Was it the horizontal light, the warmth
or how low the sun was in the sky,
that so unsettled the ducks yesterday?
The river kept on going to Liverpool
all afternoon and the ducks
pulled upstream just to stay put.
I wished you could have seen
the reddening leaves, the bright berries
splattered against the Wedgwood sky,
glints of blue, green and silver,
then tail feathers suddenly upended
as the Mersey dragged itself through.
Autumn was begging a debt from summer
in a kind of devil's payoff. Something
sacred surely must have been lost
in the river's surly rush, and then found
again in that great relief of light.
This, all of it, is what you missed.
At Arm's Length
Not on the tip of her nose
to spite her face,
not on her stuck-out neck
or knowing for sure
like the back of her hand,
her inner eye, her sixth sense
her elbow from her knee,
a certain feeling in her bones
the arm and a leg of loss
a belly laugh of gain
her Adam's apple stuck,
a wishbone wedged.
She grabbed her own blue
breasts in the dark
of her own nipples.
Injecting radioactive dye to find the sentinel lymph node
She had turned blue in parts
visible and invisible, internal and external
immediate and time lagged
to surprise her in the future.
Red would have been useless,
fading to pink around her nipples,
her blood becoming paler day by day,
her lips losing what redness there was.
Yellow fades on contact with the flesh
trailing traits of two-day bruises
more like shadows than like pigment,
tinges dying slowly without the sun.
It had to be blue, truest blue,
so she resigned herself to let her body
stain its every process in the hope
of outwitting it, getting there first.
How to Make Breasts Disappear
Be eleven in the summer
wearing boy's trunks.
Then swim carefree as a fish.
Are these breasts?
At twelve, try a training bra
to flatten these brash interlopers.
Nip them in the bud.
Are these breasts?
Cover them with your hands
to hide them from your lover.
Be coy as armour.
Are these breasts?
Harden, as if kapok filled,
leaking, throbbing, on day three
after your baby is born.
Are these breasts?
Lie on your back
with your hands behind your head.
Only gentle mounds remain.
Are these breasts?
There are other ways
to make breasts disappear,
but for these, you must give up
your body entirely.
Ticks and Kisses
Up to one in ten women over fifty
might be writing a confessional poem
about one of her breasts right now,
though some of these women
might choose to write about something else.

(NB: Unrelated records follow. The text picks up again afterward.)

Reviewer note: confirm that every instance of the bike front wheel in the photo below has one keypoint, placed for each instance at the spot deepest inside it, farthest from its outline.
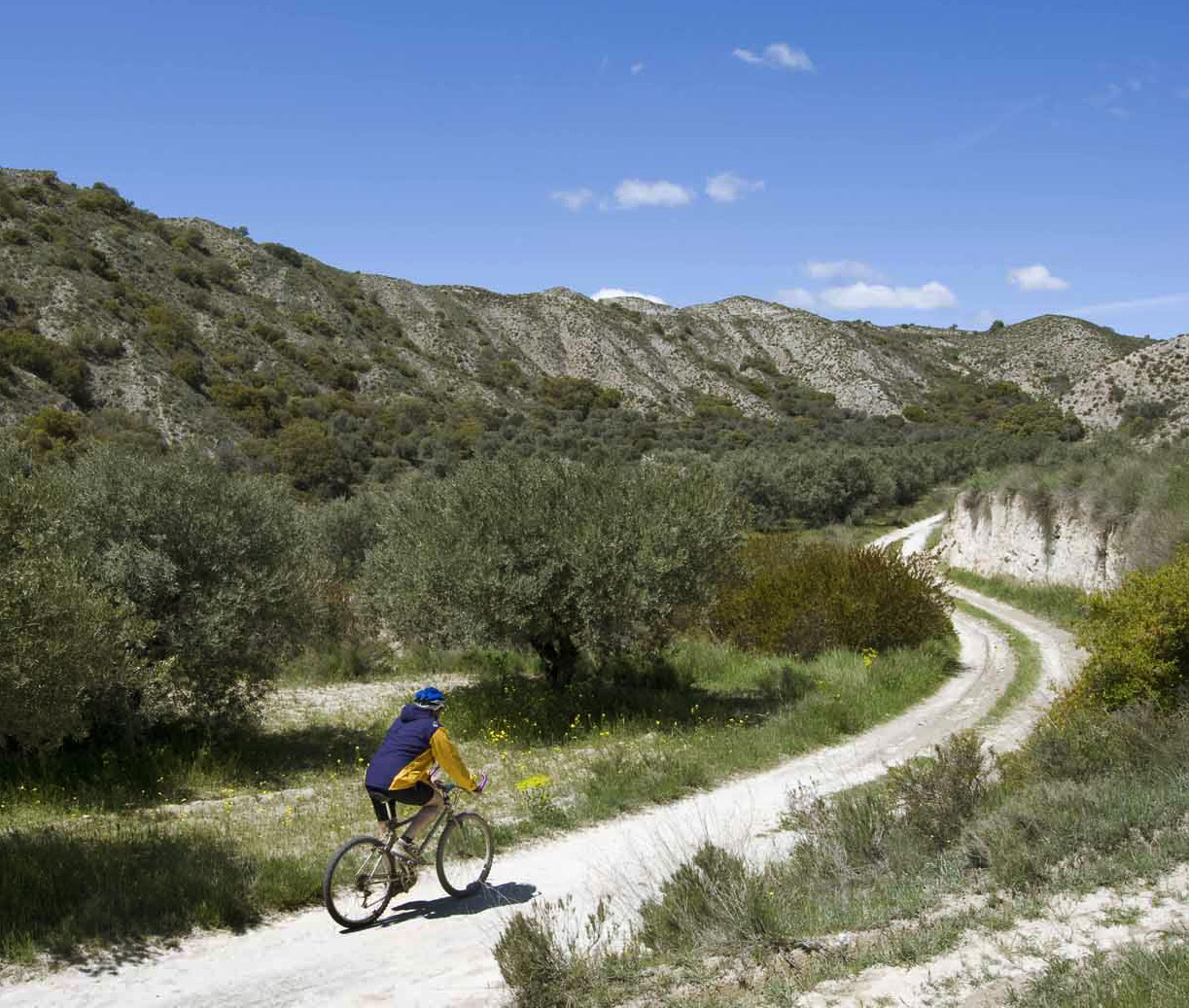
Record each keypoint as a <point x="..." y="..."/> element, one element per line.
<point x="464" y="853"/>
<point x="358" y="882"/>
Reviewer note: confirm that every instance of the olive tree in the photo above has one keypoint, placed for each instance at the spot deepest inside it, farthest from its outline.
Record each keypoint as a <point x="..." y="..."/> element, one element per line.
<point x="212" y="561"/>
<point x="552" y="555"/>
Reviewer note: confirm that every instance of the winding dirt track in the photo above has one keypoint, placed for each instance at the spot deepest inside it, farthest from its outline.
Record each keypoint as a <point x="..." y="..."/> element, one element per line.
<point x="431" y="950"/>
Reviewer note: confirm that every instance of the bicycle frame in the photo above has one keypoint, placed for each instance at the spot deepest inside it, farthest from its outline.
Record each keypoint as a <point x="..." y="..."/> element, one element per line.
<point x="446" y="814"/>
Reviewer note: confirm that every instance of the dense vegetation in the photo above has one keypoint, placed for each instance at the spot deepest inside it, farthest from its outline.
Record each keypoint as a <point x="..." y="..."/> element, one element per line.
<point x="558" y="556"/>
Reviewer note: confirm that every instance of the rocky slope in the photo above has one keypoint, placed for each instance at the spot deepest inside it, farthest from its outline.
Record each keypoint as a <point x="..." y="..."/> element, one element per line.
<point x="185" y="321"/>
<point x="1039" y="541"/>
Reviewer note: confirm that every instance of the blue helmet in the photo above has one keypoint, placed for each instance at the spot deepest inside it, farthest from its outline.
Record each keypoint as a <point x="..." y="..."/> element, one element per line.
<point x="431" y="698"/>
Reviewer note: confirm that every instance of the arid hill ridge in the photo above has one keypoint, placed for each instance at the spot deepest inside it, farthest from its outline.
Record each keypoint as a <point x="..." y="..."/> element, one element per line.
<point x="181" y="320"/>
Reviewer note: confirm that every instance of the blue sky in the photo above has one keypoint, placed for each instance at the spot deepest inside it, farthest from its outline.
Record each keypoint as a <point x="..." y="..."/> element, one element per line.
<point x="936" y="161"/>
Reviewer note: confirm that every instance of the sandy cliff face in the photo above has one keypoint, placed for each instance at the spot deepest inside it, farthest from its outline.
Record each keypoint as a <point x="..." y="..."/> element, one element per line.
<point x="1032" y="541"/>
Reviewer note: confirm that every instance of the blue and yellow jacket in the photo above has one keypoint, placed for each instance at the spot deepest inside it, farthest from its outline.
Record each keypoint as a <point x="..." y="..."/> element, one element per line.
<point x="412" y="745"/>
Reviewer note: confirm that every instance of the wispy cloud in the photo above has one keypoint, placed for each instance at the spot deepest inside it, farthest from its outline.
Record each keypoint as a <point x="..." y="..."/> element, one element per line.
<point x="574" y="198"/>
<point x="1134" y="304"/>
<point x="842" y="268"/>
<point x="728" y="187"/>
<point x="1035" y="277"/>
<point x="977" y="134"/>
<point x="858" y="296"/>
<point x="603" y="294"/>
<point x="778" y="56"/>
<point x="634" y="192"/>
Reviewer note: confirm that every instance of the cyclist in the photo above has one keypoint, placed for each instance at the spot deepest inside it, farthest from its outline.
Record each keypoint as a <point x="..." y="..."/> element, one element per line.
<point x="400" y="768"/>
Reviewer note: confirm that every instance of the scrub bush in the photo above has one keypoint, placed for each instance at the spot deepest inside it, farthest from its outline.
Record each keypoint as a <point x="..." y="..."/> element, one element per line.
<point x="209" y="560"/>
<point x="808" y="597"/>
<point x="1138" y="639"/>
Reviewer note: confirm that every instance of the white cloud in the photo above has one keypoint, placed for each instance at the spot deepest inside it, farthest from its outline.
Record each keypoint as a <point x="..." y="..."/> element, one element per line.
<point x="574" y="198"/>
<point x="1161" y="300"/>
<point x="778" y="56"/>
<point x="634" y="192"/>
<point x="798" y="297"/>
<point x="1035" y="277"/>
<point x="863" y="295"/>
<point x="842" y="268"/>
<point x="602" y="294"/>
<point x="747" y="56"/>
<point x="728" y="187"/>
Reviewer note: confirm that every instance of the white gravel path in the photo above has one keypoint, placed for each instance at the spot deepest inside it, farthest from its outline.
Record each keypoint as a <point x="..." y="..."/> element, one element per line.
<point x="433" y="951"/>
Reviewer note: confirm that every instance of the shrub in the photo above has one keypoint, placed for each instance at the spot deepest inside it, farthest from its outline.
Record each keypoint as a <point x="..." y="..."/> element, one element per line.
<point x="102" y="198"/>
<point x="188" y="367"/>
<point x="939" y="795"/>
<point x="283" y="252"/>
<point x="806" y="597"/>
<point x="1138" y="639"/>
<point x="166" y="329"/>
<point x="711" y="896"/>
<point x="556" y="556"/>
<point x="54" y="364"/>
<point x="532" y="961"/>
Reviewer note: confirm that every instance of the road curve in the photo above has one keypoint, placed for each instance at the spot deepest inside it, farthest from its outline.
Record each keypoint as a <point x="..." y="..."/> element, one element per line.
<point x="431" y="950"/>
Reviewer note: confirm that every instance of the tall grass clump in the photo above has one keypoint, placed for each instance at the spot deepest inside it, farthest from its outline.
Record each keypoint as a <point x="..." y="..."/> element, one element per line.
<point x="803" y="598"/>
<point x="560" y="558"/>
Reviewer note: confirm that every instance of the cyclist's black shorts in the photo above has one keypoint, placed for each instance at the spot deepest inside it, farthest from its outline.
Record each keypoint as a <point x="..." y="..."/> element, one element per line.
<point x="383" y="800"/>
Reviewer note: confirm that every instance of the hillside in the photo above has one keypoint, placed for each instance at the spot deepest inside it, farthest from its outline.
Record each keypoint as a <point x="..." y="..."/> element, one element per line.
<point x="198" y="330"/>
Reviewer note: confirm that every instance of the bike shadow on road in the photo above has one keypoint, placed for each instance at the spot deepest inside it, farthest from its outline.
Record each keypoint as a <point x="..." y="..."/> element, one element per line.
<point x="488" y="897"/>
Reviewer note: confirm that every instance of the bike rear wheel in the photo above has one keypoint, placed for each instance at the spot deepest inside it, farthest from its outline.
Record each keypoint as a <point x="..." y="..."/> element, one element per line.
<point x="358" y="882"/>
<point x="465" y="850"/>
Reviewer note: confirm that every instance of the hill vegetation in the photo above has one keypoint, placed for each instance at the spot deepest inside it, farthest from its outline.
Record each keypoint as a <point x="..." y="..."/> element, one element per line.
<point x="118" y="324"/>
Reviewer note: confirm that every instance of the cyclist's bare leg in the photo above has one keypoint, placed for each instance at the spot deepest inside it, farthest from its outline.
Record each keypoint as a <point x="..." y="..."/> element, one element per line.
<point x="421" y="821"/>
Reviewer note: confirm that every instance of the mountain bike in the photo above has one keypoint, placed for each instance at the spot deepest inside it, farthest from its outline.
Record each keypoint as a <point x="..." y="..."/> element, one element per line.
<point x="366" y="873"/>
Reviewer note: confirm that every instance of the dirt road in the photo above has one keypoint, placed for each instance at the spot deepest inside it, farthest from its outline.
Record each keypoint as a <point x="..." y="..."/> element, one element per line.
<point x="430" y="950"/>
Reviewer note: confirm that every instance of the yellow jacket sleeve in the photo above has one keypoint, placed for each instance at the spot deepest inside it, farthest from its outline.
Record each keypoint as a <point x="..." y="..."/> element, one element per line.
<point x="446" y="756"/>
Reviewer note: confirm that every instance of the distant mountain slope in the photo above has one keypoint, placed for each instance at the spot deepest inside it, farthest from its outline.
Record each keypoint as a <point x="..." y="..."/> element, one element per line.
<point x="202" y="330"/>
<point x="1048" y="355"/>
<point x="1147" y="391"/>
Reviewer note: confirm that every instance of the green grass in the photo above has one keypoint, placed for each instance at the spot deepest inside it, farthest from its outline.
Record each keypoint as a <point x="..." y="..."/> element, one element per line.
<point x="1137" y="977"/>
<point x="1028" y="662"/>
<point x="1091" y="803"/>
<point x="251" y="821"/>
<point x="1062" y="604"/>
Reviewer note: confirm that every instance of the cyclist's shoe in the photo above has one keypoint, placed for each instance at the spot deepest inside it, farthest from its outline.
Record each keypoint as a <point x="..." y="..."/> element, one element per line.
<point x="406" y="850"/>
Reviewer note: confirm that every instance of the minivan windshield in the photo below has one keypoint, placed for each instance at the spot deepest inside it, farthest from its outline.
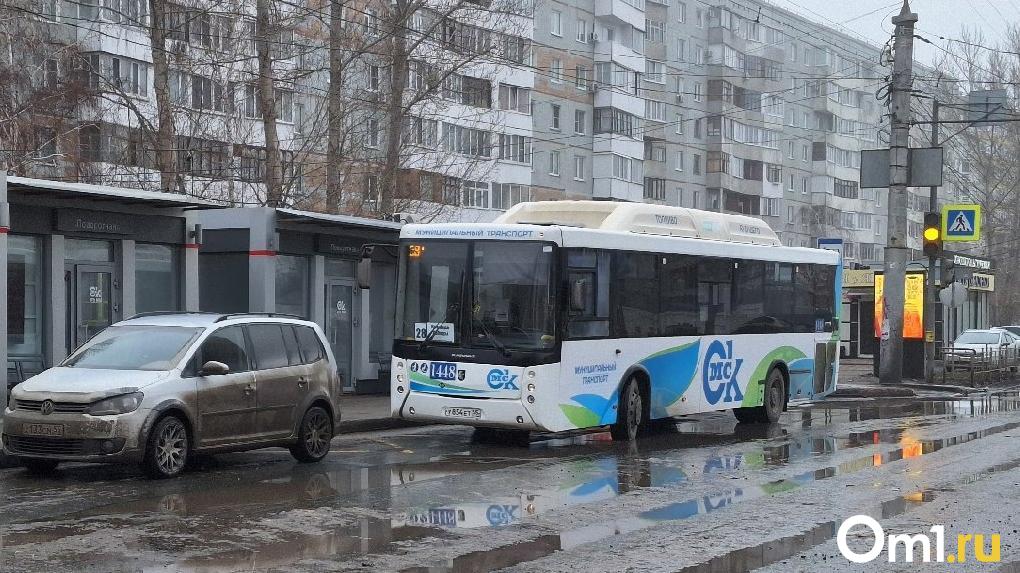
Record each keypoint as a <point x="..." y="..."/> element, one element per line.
<point x="135" y="348"/>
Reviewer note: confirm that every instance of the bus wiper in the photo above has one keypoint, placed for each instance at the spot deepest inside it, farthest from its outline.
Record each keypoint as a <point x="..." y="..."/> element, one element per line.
<point x="492" y="337"/>
<point x="436" y="329"/>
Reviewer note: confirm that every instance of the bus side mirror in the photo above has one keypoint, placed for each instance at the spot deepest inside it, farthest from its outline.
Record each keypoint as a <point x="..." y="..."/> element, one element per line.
<point x="364" y="272"/>
<point x="578" y="296"/>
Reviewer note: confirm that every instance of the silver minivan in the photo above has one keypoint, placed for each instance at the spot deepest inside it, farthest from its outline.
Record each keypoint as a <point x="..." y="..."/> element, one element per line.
<point x="157" y="388"/>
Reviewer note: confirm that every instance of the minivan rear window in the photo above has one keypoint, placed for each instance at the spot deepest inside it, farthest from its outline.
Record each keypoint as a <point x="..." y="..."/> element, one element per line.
<point x="311" y="347"/>
<point x="267" y="346"/>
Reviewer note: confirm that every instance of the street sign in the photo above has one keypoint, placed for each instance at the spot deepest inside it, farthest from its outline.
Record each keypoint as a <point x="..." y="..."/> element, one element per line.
<point x="954" y="296"/>
<point x="961" y="222"/>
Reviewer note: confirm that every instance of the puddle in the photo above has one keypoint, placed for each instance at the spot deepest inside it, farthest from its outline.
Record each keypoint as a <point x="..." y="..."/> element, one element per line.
<point x="773" y="551"/>
<point x="160" y="525"/>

Prostate cancer for example, or husbands.
Others might never write a poem
about anything, leaving space for
some women to write about both breasts.
'Amputation' is not a good subject
for poetry. That's what most people think
who were surveyed at a seaside resort last week.
It had the smallest number of ticks beside it
though the survey manager was not surprised.
Enhancements always beat reductions.
Love got more. Substantially more.
Breasts got more still, inside bathing suits.
Fewer when they had escaped their cups.
The place on the chest where a breast
once was is not a topic which attracted
any ticks at all. Nor kisses, nor caresses.